- Pike River
- Coordinates: 34°15′41″S 140°47′18″E﻿ / ﻿34.261503°S 140.788312°E
- Population: 52 (SAL 2021)
- Established: 16 March 2000
- Postcode(s): 5340
- Elevation: 15 m (49 ft)(floodplain)
- Time zone: ACST (UTC+9:30)
- • Summer (DST): ACST (UTC+10:30)
- Location: 210 km (130 mi) north-east of Adelaide ; 9 km (6 mi) south-east of Renmark ;
- LGA(s): Renmark Paringa Council
- Region: Murray and Mallee
- County: Alfred
- State electorate(s): Chaffey
- Federal division(s): Barker
| Mean max temp | Mean min temp | Annual rainfall |
| 25.0 °C 77 °F | 9.7 °C 49 °F | 242.5 mm 9.5 in |
Suburbs around Pike River:
| Crescent | Crescent Mundic Creek | Mundic Creek |
| Crescent Renmark South Old Calperum Lyrup Bugle Hut | Pike River | Mundic Creek Wonauarra Yamba |
| Booknurpong | Yamba Bugle Hut | Yamba |
- Footnotes: Locations Adjoining localities

= Pike River, South Australia =

Pike River is a locality in the Australian state of South Australia located in the Riverland in the state’s east on the southern side of the Murray River about 210 km north-east of the state capital of Adelaide and about 9 km south-east of the municipal seat of Renmark.

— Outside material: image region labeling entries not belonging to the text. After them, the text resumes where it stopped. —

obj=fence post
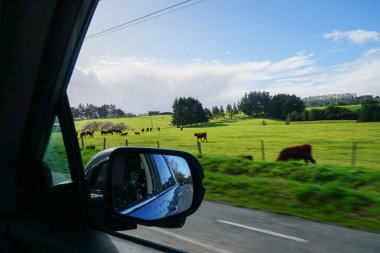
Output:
[197,141,202,155]
[351,142,357,167]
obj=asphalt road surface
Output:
[124,201,380,253]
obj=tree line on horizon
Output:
[172,91,380,126]
[71,91,380,126]
[70,104,136,119]
[302,93,379,107]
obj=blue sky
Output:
[69,0,380,113]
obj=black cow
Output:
[194,133,208,142]
[276,144,315,163]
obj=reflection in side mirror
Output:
[110,150,194,221]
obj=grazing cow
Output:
[194,133,208,142]
[276,144,315,163]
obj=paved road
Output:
[125,201,380,253]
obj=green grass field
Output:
[75,116,380,231]
[75,116,380,169]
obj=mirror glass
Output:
[112,152,193,220]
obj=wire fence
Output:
[79,134,380,169]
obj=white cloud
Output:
[323,29,380,44]
[68,48,380,113]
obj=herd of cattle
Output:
[77,127,316,163]
[77,127,161,138]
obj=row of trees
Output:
[71,104,136,119]
[172,97,208,126]
[302,93,379,107]
[205,103,239,119]
[172,91,305,126]
[238,91,305,119]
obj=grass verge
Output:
[199,155,380,232]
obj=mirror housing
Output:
[105,147,205,228]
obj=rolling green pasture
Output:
[306,104,362,112]
[75,116,380,231]
[75,116,380,169]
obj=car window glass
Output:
[43,117,72,186]
[68,0,380,253]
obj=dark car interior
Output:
[0,0,202,253]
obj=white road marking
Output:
[149,227,232,253]
[216,220,309,242]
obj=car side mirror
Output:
[107,147,205,227]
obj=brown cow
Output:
[194,133,208,142]
[276,144,315,163]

Its name and boundaries were created on 16 October 2000. The name is derived from Pike River, a stream which enters the Murray River from within the locality and which forms part of its southern boundary.

Pike River extends from the centre of the Murray River channel in the north-west to higher ground both in the south and in the east over a floodplain known in one source as the Pike River Basin and in another as the Pike Floodplain and which it shares with the localities of Mundic Creek and Paringa in the north. Most of the floodplain located in what is now the locality was flooded by the 1956 Murray River flood and those parts existing as permanent water bodies are part of the nationally important wetland known as the Pike-Mundic Wetland Complex.
Stanitzki Road (also known as the Loxton-Paringa Road) passes through the locality connecting it to both the Sturt Highway in the east and to the town of Loxton in the south-west as well as forming part of its western boundary.

Land use within Pike River consists of ‘primary production’ activities such as agriculture, fishing and sand mining, recreation activities concerned with watercraft, fishing and hunting, some residential use and irrigation. Land to the south of Stanitzki Road which is located on higher ground is zoned for ‘Primary Production’. Land to the north of Stanitzki Road which is located on the floodplain is either zoned as the ‘River Murray Flood Zone’ or the ‘River Murray Fringe Zone’ and is subject to statutory control for the purposes of “conservation and improvement of water quality” as per the requirements of the River Murray Act 2003.

Pike River is located within the federal division of Barker, the state electoral district of Chaffey and the local government area of the Renmark Paringa Council.